Pamela Nash says the language being used to attack and intimidate MPs is appalling. The promise of “a kinder politics” has not been kept, and Corbyn is in danger of fracturing the party.
Our Labour Party, built on the central value of solidarity, is suffering from chronic and painful divisions which may irreparably damage it. I have not criticised Jeremy Corbyn’s leadership publicly before this week; in fact I have often defended him. He deserved to lead as he had achieved a huge mandate and had brought a lot of energy into the party. I did not doubt he was indeed principled and wanted to change the world, as his campaign made clear.
However, the implicit suggestion has been that other Labour MPs are not as principled as him, as they do not share all of his views. This is just wrong. I did not have the pleasure of knowing Jo Cox, but our mutual friends have told me just how lovely, hardworking, principled and driven she was. And there are many, many more like her in the House of Commons. Our Labour MPs have fought for years for social justice, equality and to improve the quality of lives of their constituents, and millions of people have thus voted them in.

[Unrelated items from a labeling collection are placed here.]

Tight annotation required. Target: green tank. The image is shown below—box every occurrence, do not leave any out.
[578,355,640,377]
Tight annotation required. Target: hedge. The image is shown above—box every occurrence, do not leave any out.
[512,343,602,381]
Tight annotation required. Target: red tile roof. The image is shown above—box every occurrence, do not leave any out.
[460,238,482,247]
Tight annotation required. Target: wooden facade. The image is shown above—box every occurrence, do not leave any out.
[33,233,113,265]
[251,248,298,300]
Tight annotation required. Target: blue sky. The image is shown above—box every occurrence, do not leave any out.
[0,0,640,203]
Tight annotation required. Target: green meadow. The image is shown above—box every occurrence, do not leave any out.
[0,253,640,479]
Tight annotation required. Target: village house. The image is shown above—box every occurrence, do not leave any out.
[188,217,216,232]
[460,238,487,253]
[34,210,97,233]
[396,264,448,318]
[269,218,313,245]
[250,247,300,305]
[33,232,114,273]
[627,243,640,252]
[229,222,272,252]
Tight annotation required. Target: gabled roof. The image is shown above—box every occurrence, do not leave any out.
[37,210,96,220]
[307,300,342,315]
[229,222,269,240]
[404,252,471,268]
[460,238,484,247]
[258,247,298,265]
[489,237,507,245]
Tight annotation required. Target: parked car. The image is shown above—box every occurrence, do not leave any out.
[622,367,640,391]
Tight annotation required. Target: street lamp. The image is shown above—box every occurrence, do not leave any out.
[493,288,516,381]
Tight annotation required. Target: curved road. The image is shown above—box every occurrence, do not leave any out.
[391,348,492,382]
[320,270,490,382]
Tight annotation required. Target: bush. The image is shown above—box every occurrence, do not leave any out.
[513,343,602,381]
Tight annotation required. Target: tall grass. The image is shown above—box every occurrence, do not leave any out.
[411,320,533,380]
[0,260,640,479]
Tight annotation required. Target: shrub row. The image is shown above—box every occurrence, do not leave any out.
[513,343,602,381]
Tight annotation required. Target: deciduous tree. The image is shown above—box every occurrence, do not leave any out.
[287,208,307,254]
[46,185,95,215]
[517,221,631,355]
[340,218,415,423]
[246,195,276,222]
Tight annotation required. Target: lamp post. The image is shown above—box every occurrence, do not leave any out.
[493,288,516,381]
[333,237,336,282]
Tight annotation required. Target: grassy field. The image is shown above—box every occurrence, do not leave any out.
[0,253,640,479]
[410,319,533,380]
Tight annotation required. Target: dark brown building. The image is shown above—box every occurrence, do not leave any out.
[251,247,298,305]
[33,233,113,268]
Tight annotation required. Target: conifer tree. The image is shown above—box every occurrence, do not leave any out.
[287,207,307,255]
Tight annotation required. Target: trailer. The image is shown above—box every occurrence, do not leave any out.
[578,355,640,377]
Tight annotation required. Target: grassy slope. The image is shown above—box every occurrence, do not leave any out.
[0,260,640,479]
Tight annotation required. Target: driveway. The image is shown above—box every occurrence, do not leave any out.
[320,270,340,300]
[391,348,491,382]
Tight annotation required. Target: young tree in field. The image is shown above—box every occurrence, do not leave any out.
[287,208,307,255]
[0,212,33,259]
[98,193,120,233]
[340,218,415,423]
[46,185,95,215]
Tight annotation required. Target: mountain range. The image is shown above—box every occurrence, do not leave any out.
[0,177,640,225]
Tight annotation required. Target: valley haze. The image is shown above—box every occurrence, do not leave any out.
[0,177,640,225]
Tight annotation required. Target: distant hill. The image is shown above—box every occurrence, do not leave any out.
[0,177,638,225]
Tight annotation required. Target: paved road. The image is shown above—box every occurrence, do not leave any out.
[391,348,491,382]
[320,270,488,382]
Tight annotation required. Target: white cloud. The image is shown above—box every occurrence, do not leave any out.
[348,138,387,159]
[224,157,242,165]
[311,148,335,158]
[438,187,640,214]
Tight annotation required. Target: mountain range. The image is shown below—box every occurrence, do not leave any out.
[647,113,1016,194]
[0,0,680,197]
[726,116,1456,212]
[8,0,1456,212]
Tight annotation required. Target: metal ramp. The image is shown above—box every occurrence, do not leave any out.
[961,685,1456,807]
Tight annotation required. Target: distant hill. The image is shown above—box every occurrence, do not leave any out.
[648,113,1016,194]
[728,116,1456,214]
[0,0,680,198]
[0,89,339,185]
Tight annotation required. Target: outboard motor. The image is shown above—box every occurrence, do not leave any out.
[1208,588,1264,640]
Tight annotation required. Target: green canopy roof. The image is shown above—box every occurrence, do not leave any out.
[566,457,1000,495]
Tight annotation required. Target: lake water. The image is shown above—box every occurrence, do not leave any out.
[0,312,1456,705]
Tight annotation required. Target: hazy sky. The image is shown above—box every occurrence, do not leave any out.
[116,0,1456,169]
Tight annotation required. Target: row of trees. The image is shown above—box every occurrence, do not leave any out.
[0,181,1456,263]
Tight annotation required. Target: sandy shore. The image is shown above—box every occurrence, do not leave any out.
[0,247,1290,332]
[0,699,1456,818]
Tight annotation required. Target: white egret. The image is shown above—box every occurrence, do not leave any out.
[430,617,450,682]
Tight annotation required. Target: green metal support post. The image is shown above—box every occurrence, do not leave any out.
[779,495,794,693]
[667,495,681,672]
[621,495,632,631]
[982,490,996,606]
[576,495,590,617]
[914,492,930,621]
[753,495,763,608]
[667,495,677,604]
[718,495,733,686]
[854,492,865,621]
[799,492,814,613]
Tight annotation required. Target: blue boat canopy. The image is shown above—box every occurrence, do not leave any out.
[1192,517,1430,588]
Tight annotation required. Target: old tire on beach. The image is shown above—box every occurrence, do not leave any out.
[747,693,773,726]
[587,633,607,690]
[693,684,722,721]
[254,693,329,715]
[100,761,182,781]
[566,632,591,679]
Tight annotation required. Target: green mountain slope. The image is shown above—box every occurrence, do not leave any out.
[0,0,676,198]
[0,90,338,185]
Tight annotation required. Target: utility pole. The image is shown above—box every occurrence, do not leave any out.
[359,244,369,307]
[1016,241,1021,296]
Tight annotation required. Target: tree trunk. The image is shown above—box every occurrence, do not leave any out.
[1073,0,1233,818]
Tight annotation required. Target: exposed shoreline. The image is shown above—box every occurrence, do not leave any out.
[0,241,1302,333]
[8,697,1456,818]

The suggestion that those MPs resigning and calling on Jeremy to step aside are acting in self-interest is exceptionally hurtful. The reality is that this will have been the hardest days of their political lives; they have no choice but to act. Thousands of voters are telling them on their doorsteps every week that they will not vote for Labour under Corbyn. The last straw has been the lack of leadership from Corbyn in campaigning for a Remain vote; indeed it appears he hindered the Labour campaign and has even now refused to confirm how he voted. We are leaving the EU, and he has taken none of the blame.
This all takes place in the wider environment where politicians are despised and expected to put up with treatment that would not be acceptable in any other profession. Politician has become a dirty word. Rarely seen as honourable ladies and gentlemen, just money-grabbing careerists whatever their own personal records are. What is most hurtful is that some Labour Party members, and other Corbyn supporters, are now openly attacking our MPs in this way.
I felt sick when I saw the “Blairite Vermin” t-shirt making an appearance at the Parliament Square rally. “Vermin” was used by the Hutus to refer to Tutsis in 1990s’ Rwanda, not to mention its use in 1930s Europe. This vile language is being repeated all over social media to describe MPs; it is purposefully dehumanising and designed to stir up hatred against our MPs. All this when a beloved member of the Labour family was murdered in what appears to be a hate crime just two weeks ago. Of course this is a minority acting in this way, but a dangerous minority.
Jeremy has allowed the team around him to try and intimidate MPs and anyone who disagrees with him, instigating mob mentality, threatening deselections and protests at MPs offices and homes. He eventually condemned the abuse of MPs yesterday via a tweet. Hours later, Jewish MP Ruth Smeeth left the launch of the Party’s Anti-Semitism report in tears after being confronted by a Momentum supporter. Just to be clear, this was at an official Labour Party event. Corbyn stood by and watched. Horrendous.
A ‘kinder politics’ has proved nothing more than a platitude at best, at worst a cover for the more sinister intimidation of anyone who disagrees with Corbyn and his team.
Pride has quickly become one of my favourite films. There is a scene where a miner and an LGBT campaigner shake hands, and talk about this as a symbol of solidarity. I cannot watch it without a few tears of pride that I am part of the Labour movement. I love the Labour Party; it is my home and family.
Tragically, solidarity has not been nurtured under Jeremy’s leadership. Instead our Party has fractured to the point that we cannot function. If he cares at all about the Party, he must now stand aside and allow us to unify and save it.